Dans un rapport publié aujourd’hui à Rabat, la CIJ a appelé à l’élimination et à l’éradication des obstacles légaux et attitudes judiciaires discriminatoires entravant l’habilité des femmes et des jeunes filles à demander justice et réparation pour violences sexuelles et basées sur le genre au Maroc.

Le rapport de la CIJ Obstacles to Women’s and Girls’ Access to Justice for Gender-based Violence in Morocco (disponible en anglais et en arabe seulement) explore les différents obstacles auxquels sont confrontées les femmes qui cherchent à obtenir justice au Maroc, et adresse des recommandations au Gouvernement et au pouvoir judiciaire marocains afin d’améliorer l’accès à la justice et à des voies de recours utiles pour les femmes et jeunes filles victimes de violences sexuelles et basées sur le genre.

« Les autorités marocaines devraient modifier la Loi 103/03 et le Code Pénal afin d’assurer leur conformité au droit et aux normes internationales relatives aux droits de l’homme. Le parquet et les autorités judiciaires marocaines, dont le Conseil Supérieur du Pouvoir Judiciaire, devraient assurer que des directives détaillées concernant l’enquête et la poursuite des crimes de violences sexuelles et basées sur le genre soient développées et respectées, et que des programmes de sensibilisation soient déployés afin de lutter contre les stéréotypes de genre et le blâme des victimes dans les procédures judiciaires », a déclaré Saïd Benarbia, Directeur du Programme Moyen-Orient et Afrique du Nord de la CIJ.

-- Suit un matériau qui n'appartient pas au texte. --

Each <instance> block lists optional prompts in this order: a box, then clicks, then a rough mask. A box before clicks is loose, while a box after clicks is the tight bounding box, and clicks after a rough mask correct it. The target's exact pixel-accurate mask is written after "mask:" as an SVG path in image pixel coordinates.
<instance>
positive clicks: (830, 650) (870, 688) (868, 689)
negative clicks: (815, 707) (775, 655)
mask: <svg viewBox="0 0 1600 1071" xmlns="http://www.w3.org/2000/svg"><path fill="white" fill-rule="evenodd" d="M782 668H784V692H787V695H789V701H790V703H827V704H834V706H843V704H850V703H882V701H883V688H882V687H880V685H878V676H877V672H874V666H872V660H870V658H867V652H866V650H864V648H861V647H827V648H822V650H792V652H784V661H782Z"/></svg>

Malgré la récente adoption de la Loi 103/03 relative à la lutte contre les violences envers les femmes, la violence sexuelle et basée sur le genre n’a pas encore été correctement adressée; elle reste très répandue au Maroc et nuit profondément aux droits des victimes et à la société dans son ensemble.

La Loi 103/03 ne définit pas le viol de manière conforme au droit et aux normes internationales pertinentes: le crime est encore considéré au regard de la moralité et de la décence publique, plutôt qu’en tant que violation de l’intégrité physique et de l’autonomie corporelle d’une personne; la Loi 103/13 est également une opportunité manquée de criminaliser le mariage précoce et d’un enfant, soutenant cette pratique néfaste.

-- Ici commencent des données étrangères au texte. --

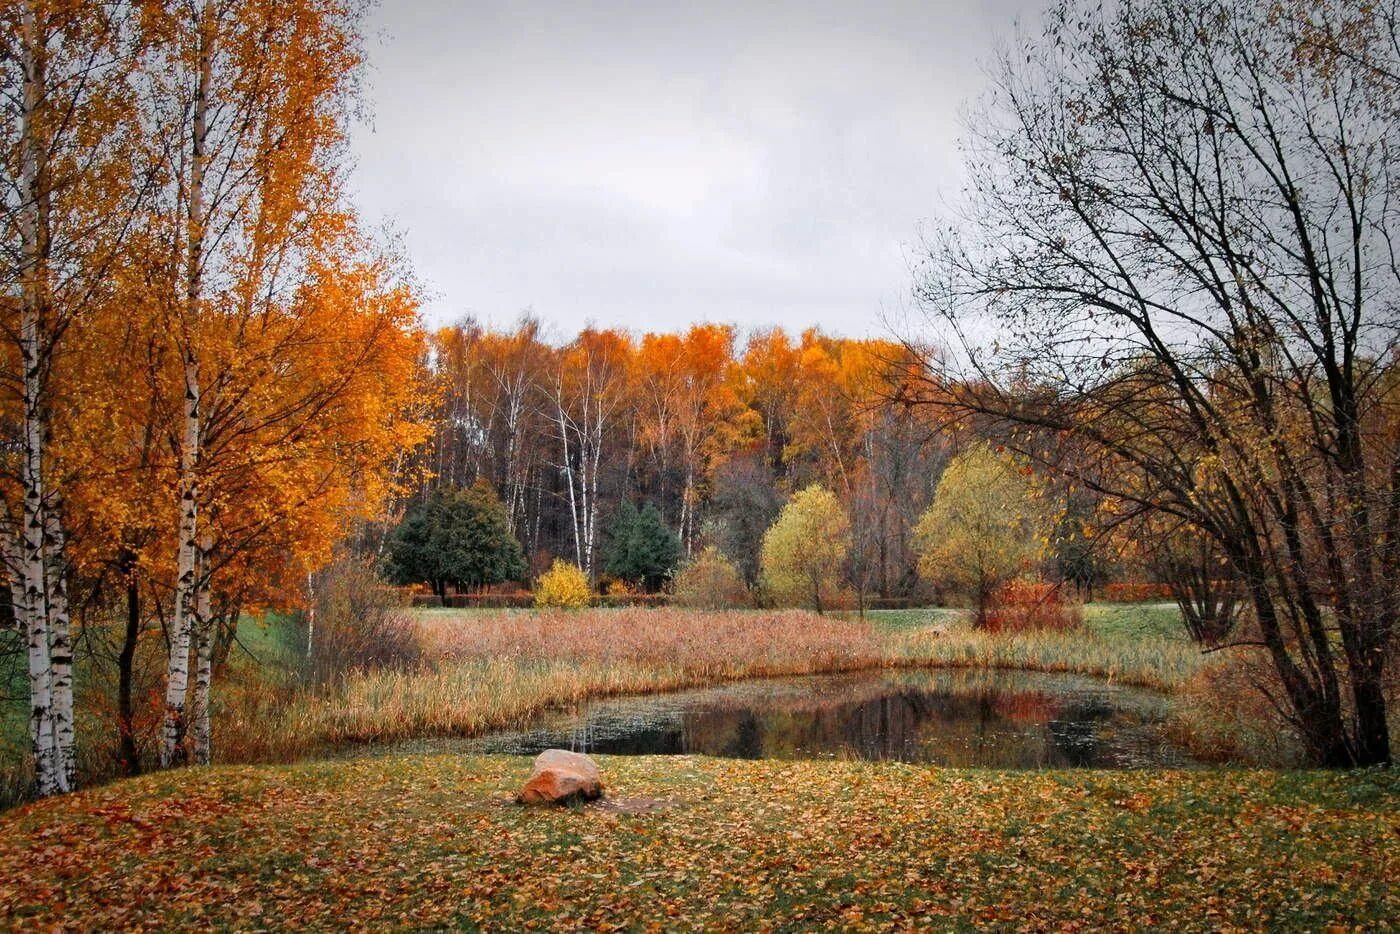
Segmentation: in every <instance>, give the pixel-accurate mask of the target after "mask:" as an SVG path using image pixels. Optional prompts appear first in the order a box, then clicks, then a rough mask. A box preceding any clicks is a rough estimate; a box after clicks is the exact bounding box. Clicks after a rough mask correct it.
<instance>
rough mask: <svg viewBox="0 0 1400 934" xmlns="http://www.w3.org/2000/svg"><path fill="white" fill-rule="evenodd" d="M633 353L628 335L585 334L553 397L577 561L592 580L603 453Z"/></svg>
mask: <svg viewBox="0 0 1400 934" xmlns="http://www.w3.org/2000/svg"><path fill="white" fill-rule="evenodd" d="M630 353H631V339H630V337H629V336H627V335H624V333H622V332H617V330H595V329H585V330H584V332H582V333H580V335H578V337H577V339H575V340H574V342H573V343H570V344H568V346H567V347H564V349H563V350H561V351H560V354H559V361H557V368H556V371H554V379H553V386H552V392H550V403H552V413H553V420H554V426H556V440H557V441H559V445H560V461H559V471H560V473H561V475H563V478H564V486H566V497H567V503H568V518H570V525H571V532H573V538H574V556H575V560H577V563H578V567H581V569H582V570H584V573H585V574H587V576H588V577H589V578H592V577H594V559H595V553H596V545H598V517H599V511H601V510H599V478H601V475H602V471H603V452H605V447H606V444H608V440H609V431H610V430H612V428H613V427H615V419H617V417H619V416H620V410H622V407H623V405H624V400H626V396H627V392H626V391H627V375H629V363H630V361H629V357H630Z"/></svg>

En plus de lois et procédures discriminatoires, au Maroc, les femmes et jeunes filles cherchant à ce que justice leur soit rendue pour les violences sexuelles et basées sur le genre dont elles ont été victimes doivent faire face à un système judiciaire souvent influencé par des présomptions biaisées, et qui véhicule des stéréotypes de genre négatifs, dont des normes culturelles ancrées dans le patriarcat.

Dans ce contexte, comme analysé dans le rapport de la CIJ, des peines excessivement clémentes – par exemple dans les affaires de viol conjugal – et les risques accrus pour femmes et jeunes filles d’être poursuivies en justice sur la base de relations extra-conjugales consentantes dissuadent femmes et jeunes filles de demander justice et réparation pour abus physiques et sexuels dont elle ont été victimes soit des mains de leur époux soit d’individus auxquels elles ne sont pas mariées.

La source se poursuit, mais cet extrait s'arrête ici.